Es spielt keine Rolle, welcher Natur die Daten sind und welche Komplexität das anzupassende Modell aufweist. Auch z.B. Bildklassifikation kann als Parameterschätzungproblem aufgefasst werden. Die Daten bestehen in dem Fall aus mit Bildklassen annotierten Bildern und das Modell ist ein neuronales Netz mit vielen Parametern, welches zu Bildern Bildklassen zuweisen soll. Die Übergänge zum maschinellen Lernen sind demnach fliessend.
Beispiel
Angenommen eine Wetterstation liefert in regelmässigen Abständen Temperaturmesswerte \(l_k, k=1, … ‚n\). Dies führt zu der Messreihe \( (l_1, z_1), … , (l_n, z_n)\) wobei mit \(z_k, k=1, … ‚n\) die Messzeitpunkte bezeichnet sind.
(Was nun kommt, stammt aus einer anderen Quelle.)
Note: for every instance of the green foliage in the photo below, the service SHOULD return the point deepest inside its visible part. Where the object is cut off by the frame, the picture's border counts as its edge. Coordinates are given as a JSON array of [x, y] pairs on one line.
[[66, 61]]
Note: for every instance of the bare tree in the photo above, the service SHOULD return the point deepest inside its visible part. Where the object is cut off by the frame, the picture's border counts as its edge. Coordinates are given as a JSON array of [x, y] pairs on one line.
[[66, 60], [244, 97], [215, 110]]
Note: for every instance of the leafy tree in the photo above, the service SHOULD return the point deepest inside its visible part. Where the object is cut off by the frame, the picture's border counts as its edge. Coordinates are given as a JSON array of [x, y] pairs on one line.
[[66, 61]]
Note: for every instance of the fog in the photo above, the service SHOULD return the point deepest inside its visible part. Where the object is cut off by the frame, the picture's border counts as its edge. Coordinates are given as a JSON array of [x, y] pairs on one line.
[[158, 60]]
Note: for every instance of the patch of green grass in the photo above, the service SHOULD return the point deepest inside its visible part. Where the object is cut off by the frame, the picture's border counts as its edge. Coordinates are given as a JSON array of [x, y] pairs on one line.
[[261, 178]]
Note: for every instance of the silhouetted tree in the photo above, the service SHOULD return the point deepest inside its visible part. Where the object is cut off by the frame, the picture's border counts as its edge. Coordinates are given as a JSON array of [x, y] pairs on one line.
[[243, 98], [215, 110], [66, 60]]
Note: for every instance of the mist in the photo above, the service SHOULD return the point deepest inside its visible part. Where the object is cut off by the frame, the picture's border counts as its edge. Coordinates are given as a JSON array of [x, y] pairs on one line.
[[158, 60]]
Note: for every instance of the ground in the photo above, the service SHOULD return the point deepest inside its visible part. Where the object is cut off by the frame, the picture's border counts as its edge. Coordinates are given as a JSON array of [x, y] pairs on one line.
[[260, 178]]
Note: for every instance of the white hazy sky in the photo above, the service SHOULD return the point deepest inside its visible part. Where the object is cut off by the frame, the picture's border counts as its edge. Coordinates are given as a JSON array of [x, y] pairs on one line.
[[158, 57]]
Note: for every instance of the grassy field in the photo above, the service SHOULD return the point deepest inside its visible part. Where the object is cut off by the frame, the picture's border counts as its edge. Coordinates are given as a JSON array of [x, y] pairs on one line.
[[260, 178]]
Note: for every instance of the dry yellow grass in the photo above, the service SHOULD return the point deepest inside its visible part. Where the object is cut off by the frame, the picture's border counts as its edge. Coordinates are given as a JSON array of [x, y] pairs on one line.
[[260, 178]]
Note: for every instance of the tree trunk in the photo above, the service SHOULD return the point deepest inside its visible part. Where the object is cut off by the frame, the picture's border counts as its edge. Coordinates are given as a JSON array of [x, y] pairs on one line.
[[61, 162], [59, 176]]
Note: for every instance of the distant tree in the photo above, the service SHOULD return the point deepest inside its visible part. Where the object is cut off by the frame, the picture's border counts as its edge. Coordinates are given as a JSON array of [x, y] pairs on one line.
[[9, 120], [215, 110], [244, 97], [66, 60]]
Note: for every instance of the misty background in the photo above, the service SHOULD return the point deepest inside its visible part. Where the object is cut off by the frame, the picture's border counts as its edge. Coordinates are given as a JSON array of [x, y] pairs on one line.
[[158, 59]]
In Erwartung langfristiger Trends und periodischer Schwankungen aufgrund tageszeitlich bedingter Einflüsse wird das folgende Modell \(g(x,z) \) zur Erklärung der tatsächlich beobachteten Temperaturmessdaten \(l\) vorgeschlagen:
$$ \begin{align} l \approx g(x,z) = & x_1g_1(z) + x_2 g_2(z) + x_3 g_3(z) \\ & \underbrace{x_1}_{\text{Konstante}} + \underbrace{x_2z}_{\text{linearer Trend}} + \underbrace{x_3\sin\left(\frac{2 \pi}{24}z \right)}_{\text{periodischer Einfluss}} \end{align}$$
In dem Modell sind die Parameter \(x_1, x_2, x_3\) unbestimmt und sollen so gewählt werden, dass \(g(x,z_k)\) und \(l_k\) ungefähr gleich sind.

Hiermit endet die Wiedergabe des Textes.